There was something in Communion that I couldn’t deny.
When my eyes locked into the lay minister’s and he said, “Christ’s Body, broken for you,” I believed him. When I dipped that scrap of bread, humble yet holy, into the communion wine, it sent shivers down my spine. “Christ’s blood, spilled for you.” This was the Gospel, simple and true.
It wasn’t a fancy program or a new method to “reach my generation.” It was following the example of Christ when He said, “Do this in remembrance of me.” And I did: I remembered Him.
When the cynicism of Christianity scabbed over my heart, the simplicity of the Gospel ripped it open again. In my remembrance of Him, the offenses I held against the modern Church faded away.
Had I seen Bible verses spewed as weapons against those we were supposed to love? Absolutely. But Christ’s Body was broken for me. Was I disgusted that some Christians (including myself at times) acted like a person’s love for Jesus could be determined by their hemline or haircut? Yes. But Christ’s blood was poured out. For me!
Each week it was the same. I appreciated that our Church had good music and preaching. And I learned and I grew from those. But what brought me back each week was Communion. I couldn’t wait until the end of each service to migrate from our seats to the stations at the front. Each week I went away affected, changed. It never got old.
Shauna Niequist writes in Bread & Wine,
“Like every Christian, I recognize the two as food and drink, and also, at the very same time, I recognize them as something much greater – mystery and tradition and symbol. Bread is bread, and wine is wine, but bread-and-wine is another thing entirely. The two together are the sacred and the material at once, the heaven and earth, the divine and the daily.”
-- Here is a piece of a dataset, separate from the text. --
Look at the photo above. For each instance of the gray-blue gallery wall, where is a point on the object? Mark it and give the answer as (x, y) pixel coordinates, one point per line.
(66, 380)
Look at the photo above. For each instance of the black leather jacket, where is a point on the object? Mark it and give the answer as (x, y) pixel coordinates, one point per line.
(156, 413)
Growing up Protestant, I somehow got the impression that I shouldn’t take the Lord’s Supper too seriously. “It’s just a sign, a symbol, after all”, said the voices in my head. But I stopped caring about those voices. I wasn’t sure what was going on as I partook in Communion, but I knew that it was changing me.
In her spiritual memoir about converting to Christianity, Lauren Winner writes how, before she was even eligible to receive communion, she insisted on attending a church that practiced it each week. “I didn’t understand what it was, exactly, or how it worked, but I knew, deeply, that the Eucharist was somehow essential, that it was the heart of what we do in those spired buildings”.
Her words resonate with me: communion isthe heart of what we do, which makes me wonder why many churches practice it so infrequently. Why have preaching and music been elevated to a weekly status, but communion has been pushed to a monthly or even quarterly occurrence?
It’s as if we’ve somehow decided that God can reach people with words (preaching), but He doesn’t really use actions (communion).
But sometimes I wonder if there are others like me in the church; people who have heard enough words and really just want to see Jesus.
And that is what I love about communion: it is so clearly about Jesus.
In spite of my cynicism, I couldn’t deny Him when faced plainly with the truth of His sacrifice: His body, broken, His blood, spilled. It is Christ, and him crucified (I Corinthians 2:2).
And after seeing so many programs aimed at “reaching people”, I appreciate that communion is free of gimmicks. It’s eating and drinking, and yet it is so much more. Each time I partake, I remember that Jesus Himself established this act and that the church has practiced it through the ages with these same words and these same elements. Amazing.
Each week my soul is rattled anew as I receive Christ’s body and blood. What that even means I’m not even sure. But C.S. Lewis reminds me that “the command, after all, was Take, eat: not Take, understand”.
And so, I take and eat with joy. And hope that one day, perhaps, I’ll understand.